We need to model how much state we do want to maintain in the client side for the blobs uploads.
has a given blob been uploaded yet? yes/no? why? network errors? retries needed?
on the download side, what to do if we try to retrieve metadata for a document that the other replica didn't upload yet? can we use the related documents at all?
I think we need to settle on very simplistic assumptions at first, just in order to deploy an MVP. But we need to be aware of the problems that are going to come later on on a multidevice scenario, and have at least some simplistic failure mode available.
blobs are immutable (there's no replace or delete for now).
one soledad doc points at most to one blob (this can easily be changed).
blob metadata is stored inside a soledad doc's content.
there is a separate component called "blobs client" (or blobs manager) that queries soledad and handles actual download/upload queues and local storage/retrieval of blobs data (no metadata handling here).
blob metadata is stored inside a soledad doc's content
I'm not sure how much I like this. This means that for each new doc we save the metadata doc, we try to upload the blob, and then we modify the document and queue it for upload (or push it in an alternate future not so tied to the u1db rest api).
The advantage is that... a remote replica can know for sure that an upload was successful (instead of having to guess based on dangling refs). Something else?
Probably it's just a matter of quantifying the overhead.
encrypt outgoing, decrypt incoming (...)
queues have file descriptors to read/write from/to.
this is a good candidate to be represented as a Tube
The advantage is that... a remote replica can know for sure that an upload was successful (instead of having to guess based on dangling refs). Something else?
That is the advantage i see, but I also don't understand for sure what would be an alternative. Do you mean not having the information about uploaded state in the metadata? Suppose the client crashes, how would it gather a list of blobs to upload, if the uploaded state information is not stored in the metadata doc?
In reply to some transmogrified bits by gitlab@0xacab.org on the 2017-02-20 16:23:36:
The advantage is that... a remote replica can know for sure that an uploadwas successful (instead of having to guess based on dangling refs).Something else?
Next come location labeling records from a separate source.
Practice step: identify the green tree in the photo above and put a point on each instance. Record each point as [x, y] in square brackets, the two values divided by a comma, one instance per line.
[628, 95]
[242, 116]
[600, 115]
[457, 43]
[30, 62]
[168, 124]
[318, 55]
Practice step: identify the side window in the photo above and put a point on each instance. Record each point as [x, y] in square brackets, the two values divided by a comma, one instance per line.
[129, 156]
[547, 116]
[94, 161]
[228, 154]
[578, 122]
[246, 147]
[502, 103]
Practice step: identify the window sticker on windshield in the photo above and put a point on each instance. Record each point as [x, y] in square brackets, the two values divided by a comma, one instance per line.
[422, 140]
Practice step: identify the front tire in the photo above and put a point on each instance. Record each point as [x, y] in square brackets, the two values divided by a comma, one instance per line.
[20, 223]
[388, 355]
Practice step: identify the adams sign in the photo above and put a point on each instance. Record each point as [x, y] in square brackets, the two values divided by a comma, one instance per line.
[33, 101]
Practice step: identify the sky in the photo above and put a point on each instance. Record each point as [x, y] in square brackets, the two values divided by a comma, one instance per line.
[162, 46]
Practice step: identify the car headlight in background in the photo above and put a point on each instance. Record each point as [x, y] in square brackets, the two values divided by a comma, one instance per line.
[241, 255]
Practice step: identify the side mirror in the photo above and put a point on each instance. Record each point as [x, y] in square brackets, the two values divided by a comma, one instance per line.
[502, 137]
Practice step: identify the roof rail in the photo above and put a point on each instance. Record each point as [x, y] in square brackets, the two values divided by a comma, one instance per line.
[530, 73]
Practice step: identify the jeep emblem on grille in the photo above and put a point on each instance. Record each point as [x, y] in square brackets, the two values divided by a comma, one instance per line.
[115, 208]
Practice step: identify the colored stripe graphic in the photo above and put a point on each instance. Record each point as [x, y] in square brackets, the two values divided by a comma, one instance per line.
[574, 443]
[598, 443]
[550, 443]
That is the advantage i see, but I also don't understand for sure what would be
an alternative. Do you mean not having the information about uploaded state in
the metadata? Suppose the client crashes, how would it gather a list of blobs
to upload, if the uploaded state information is not stored in the metadata doc?
From the perspective of the replica-1 (the sender), the metadata might just be
put in some temporary tables of the BlobManager.
blob_id queued for upload
blob_id failed to upload
blob_id retried to upload n times
blob_id successfuly uploaded
Once the blob is successfully uploaded, we can erase that status data.
With this alternative in mind, I'm not sure if it makes sense to pollute the doc
json with the status info (has the overhead of re-uploading the doc after upload
has been accomplished).
From the perspective of the replica-2 (the downloader), stuff gets more
complicated. Let's say this one has just finished a metadata sync, and the
application code (mail) is trying to fetch a mail. We have several options, in
the server:
Refuse to serve (return 404, or something more appropiate, 409?). This means
that client must retry, and wait until replica-1 finishes its upload.
we could probably accomplish this by copying over the incoming stream to some
staging area first.
Dispatch the GET and register this request as a consumer for the ongoing
producer (The one that is reading from the socket that's doing the PUT from
the replica-1). I think this is totally possible and used by some of the file
sharing services out there. However, if the upload from replica-1 is
corrupted/stalled the download will also be.
An update: !88 (closed) adds the ability to get attachment state. That is currently naivelly calculated by listing local and remote attachments, and looking up the name of the attachment in these lists. That can be improved by, eg, adding a field on local database.
it would be nice for the board view if blocked was for work happening now. if it's an issue for the future then during scoping of cycles, we can decide if its blocked at that point. does that work? can i remove the blocked label?
@kali@drebs I think this was implemented on crash recovery (retry
strategy and refactor).
I'm not sure I follow. The definition of done for this issue was a spec
for transfer commited to the docs folder, has that been done?
You're free to reject the proposed ticket, but the use of "implemented"
on a documentation issue confuses me.